Another, however, wrote of witnessing “atrocities,” accusing the DEQ leader of harassing employees and trying to make her a “hatchet man” who would push workers out of the agency.

Ward’s letter also raises questions about Giacometto’s travel expenses and contracting decisions, and, in the interview, he accused her of creating a “shadow” human resources department with new employees because she disliked the existing department.

‘Unflattering feedback’

While majorities of employees who responded to the audit survey said they liked their direct managers and jobs, near majorities had far less positive views for executive leadership.

More than three-fourths reported low morale, and about one-third also reported working in a toxic environment. A small percentage reported being asked to do things that they believed were procedurally or legally improper.

Though the audit was driven by workplace concerns that have arisen during Giacometto’s tenure, it didn’t indicate that employees were asked directly in the survey about her leadership individually.

Ward said it was troubling that legislators and the governor haven’t exercised what he considers proper oversight. He said inquiries by the Legislative Auditor’s Office and another he said was conducted by the Division of Administration were “to no avail.”

In the interview and letter, Ward said he decided he could no longer stay at the agency that has been his only job for close to 30 years — though he wasn’t ready yet to retire — because of Giacometto’s “increasingly erratic and alarmingly vicious behavior” toward agency personnel.

“LDEQ used to be an enjoyable place to work. Now, employees both long and short term are leaving the agency in droves solely because of her,” Ward wrote.

Ward also claims other midlevel and rank and file employees are leaving to escape Giacometto, noting that several top positions remain open. The letter listed a handful of examples without identifying the employees.

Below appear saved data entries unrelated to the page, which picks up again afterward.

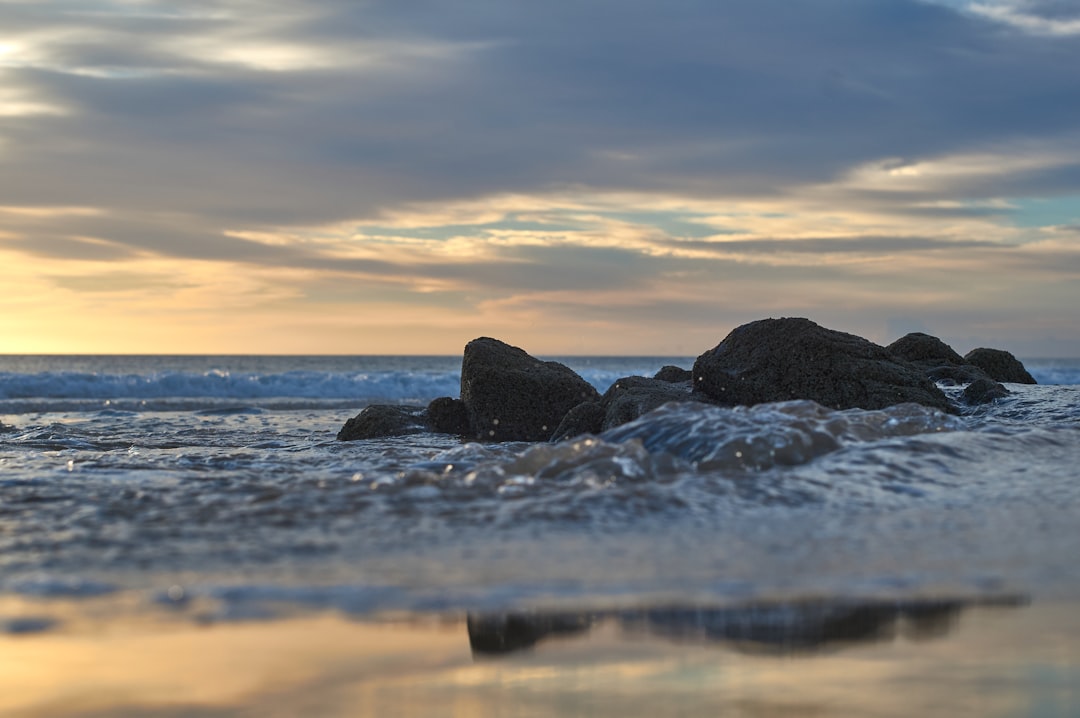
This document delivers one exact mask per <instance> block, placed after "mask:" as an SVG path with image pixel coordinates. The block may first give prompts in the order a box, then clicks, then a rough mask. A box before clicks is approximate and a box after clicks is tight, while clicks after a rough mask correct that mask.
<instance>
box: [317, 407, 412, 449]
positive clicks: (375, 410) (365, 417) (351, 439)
mask: <svg viewBox="0 0 1080 718" xmlns="http://www.w3.org/2000/svg"><path fill="white" fill-rule="evenodd" d="M424 431H429V426H428V424H427V422H426V421H424V417H423V409H421V408H420V407H416V406H389V405H386V404H373V405H372V406H368V407H366V408H365V409H364V410H363V411H361V412H360V414H357V415H356V416H355V417H353V418H352V419H349V420H348V421H347V422H345V426H342V428H341V431H339V432H338V435H337V438H338V441H339V442H355V441H357V439H364V438H384V437H387V436H404V435H405V434H419V433H421V432H424Z"/></svg>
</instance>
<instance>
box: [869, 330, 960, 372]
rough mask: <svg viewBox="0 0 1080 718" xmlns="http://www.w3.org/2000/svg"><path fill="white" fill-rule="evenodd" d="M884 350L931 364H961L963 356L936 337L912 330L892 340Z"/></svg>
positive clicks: (934, 364)
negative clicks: (896, 339) (899, 338)
mask: <svg viewBox="0 0 1080 718" xmlns="http://www.w3.org/2000/svg"><path fill="white" fill-rule="evenodd" d="M886 350H887V351H888V352H889V353H890V354H892V355H893V356H895V357H897V358H902V360H904V361H905V362H912V363H914V364H923V363H926V364H930V365H933V366H941V365H943V364H946V365H959V364H963V363H964V362H963V357H962V356H960V355H959V354H957V353H956V352H955V351H953V348H951V347H949V346H948V344H946V343H945V342H944V341H942V340H941V339H939V338H937V337H931V336H930V335H929V334H922V333H921V331H914V333H912V334H908V335H905V336H903V337H901V338H900V339H897V340H896V341H894V342H892V343H891V344H889V346H888V347H886Z"/></svg>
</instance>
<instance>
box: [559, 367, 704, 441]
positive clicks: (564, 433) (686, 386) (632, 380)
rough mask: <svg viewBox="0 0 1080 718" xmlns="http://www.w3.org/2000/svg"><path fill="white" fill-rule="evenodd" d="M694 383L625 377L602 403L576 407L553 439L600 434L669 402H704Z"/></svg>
mask: <svg viewBox="0 0 1080 718" xmlns="http://www.w3.org/2000/svg"><path fill="white" fill-rule="evenodd" d="M690 385H691V383H690V381H684V382H678V383H676V382H671V381H664V380H662V379H654V378H653V379H649V378H647V377H623V378H622V379H619V380H618V381H616V382H615V383H613V384H611V388H610V389H608V390H607V392H605V393H604V396H602V397H600V399H599V401H598V402H588V403H584V404H579V405H578V406H576V407H573V409H571V410H570V412H569V414H567V415H566V418H565V419H564V420H563V422H562V423H561V424H559V425H558V429H556V430H555V433H554V434H552V437H551V441H553V442H561V441H563V439H566V438H572V437H575V436H579V435H581V434H598V433H600V432H604V431H607V430H608V429H613V428H616V426H620V425H622V424H624V423H627V422H630V421H634V420H635V419H637V418H639V417H642V416H644V415H646V414H648V412H649V411H652V410H653V409H656V408H658V407H660V406H663V405H664V404H667V403H669V402H696V403H701V402H702V401H703V397H702V396H700V395H694V394H692V393H691V392H690ZM705 401H706V402H707V399H705Z"/></svg>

In response to a public records request filed months ago, a DEQ organizational chart the agency provided on Friday for the period of early February showed four openings in the secretary’s office, with at least three other departures that followed that time period.

Despite those openings and Ward’s allegations for this year, civil service data show the agency’s turnover rate was below the state average in the 2024 fiscal year, which included the first six months of the secretary’s tenure.

The state average voluntary turnover rate is 14.3%; DEQ’s voluntary rate was 10.2%, according to an annual report.

In the interview, Ward said he sent the letter to the department after he was told by HR employees that DEQ no longer was using its long-standing exit interview form following “unflattering feedback” about Giacometto’s leadership.

Ward confirmed that the unflattering feedback came from a departing employee who called Giacometto “cruel,” “evil” and “vindictive” in an exit interview, which The Advocate obtained through a public records request and reported about earlier this year.